Il tedesco ha completato una bella prova in Texas anche se, a parte lo start, non ha avuto possibilità di rimonta.
Verstappen
e Ricciardo meritano una bella prestazione dopo quanto accaduto
settimana scorsa. Attendiamo una conferma da parte di Sainz, settimo tra
i sali e scendi di Austin dove ha esordito con la Renault.
13°
al traguardo, Hartley sarà ancora in pista anche questa settimana dove
ritroverà Gasly reduce dallo sfortunato fine settimana in Giappone dove
si è visto annullare l'ultimo round della Super Formula, perdendo così
la possibilità di vincere.
In America hanno deluso Haas e Williams, già pronte a rifarsi questa settimana.
Dopo
l'eliminazione di Larson, nelle ultrime tre gare prima della finale di
Miami restano ancora Blaney #21 ed Elliot #24 come outsider di lusso per
Keselowski #2 Hamlin #11, Harvick #4 e Truex Jr #78, assoluto
calcolatore della Chase fino a questo punto.
Ky.
Busch #18 e Johnson #48 cercano di dimenticare il Round of 12 che li ha
visti fino a domenica con un piede nella fossa. Parola d'ordine vietato
sbagliare e soprattutto bisognerà stasera attenti a tutti i punti
disponibili nel week end, compresi i Playoff Point.
In Messico, a fare da contorno alla massima formula, ritroveremo la Porsche Supercup per le ultime due gare del 2017.
Per
la prima volta a Mexico City dopo l'esperienza al Circuit of the
Americas di un anno fa, Ammermüller e Olsen si contenderanno il titolo
2017.
Con 3 punti di ritardo e 40 da assegnare,
Olsen cerca di finire in bellezza la stagione dopo aver portato a casa
anche la Carrera Cup Deutschland.
Drudi, Campbell e
Cammish daranno sicuramente battaglia e sono pronti a togliere punti ai
due contendenti per il successo finale. Attendiamo una bella prova da
Webster ed Ashkanani, secondo nel tempio della velocità.
Björk
e Michelisz avranno il secondo jolly della stagione per l'assenza di
Tiago Monteiro, ancora assente per i problemi di quest'estate.
Come
in Cina dove nella Main Race i punti furono dimezzati per una prova di
quattro giri, tutti in Safety Car, anche in Giappone il rischio pioggia
resta alto considerando il tifone che sta interessando il territorio
giapponese. Vedremo se questo inciderà ancora sul fine settimana
agonistico e se l'Opening Race potrebbe rivelarsi segnificativa per il
campionato.
A Ningbo vinse Guerrieri dopo aver passato Ehrlacher.
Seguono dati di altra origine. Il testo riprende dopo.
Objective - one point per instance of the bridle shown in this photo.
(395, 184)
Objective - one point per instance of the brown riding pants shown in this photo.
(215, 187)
Con ancora 5 piloti il lotta per il titolo, l'Internetional GT Open arriva a Barcellona per la finale di stagione.
Il
Championship Decider catalano vedrà contrapposte Lamborghini, Ferrari e
una Lexus, uscita ad osse rotta da Monza. Dopo il round di casa,
Giovanni Venturini si presenta in vetta alla graduatoria con 97 punti
contro i 92 della BMW di Rueda/Bouveng, secondi in gara 2 a Monza dove
ha guadagnato 4 punti sulla Huracan dell'Imperiale.
Costa/Frommerwieller
restano a quota 83 contro gli 81 di Thomas Biagi, sempre in
Lamborghini. Grazie anche al podio nella seconda gara, Ramos/Mac restano
ancora in lizza per il titolo piloti con 78 punti contro i 97 del
leader.
A Barcellona ritroveremo la Bentley di Meadows/Witt, la Ferrari
del Rinaldi con Salikhov/Borisov e l'Audi R8 LMS del team Optimun
Motorsport.
Ricordiamo che la gara spagnola sarà l'ultima dell'anno per la serie di GT Sport.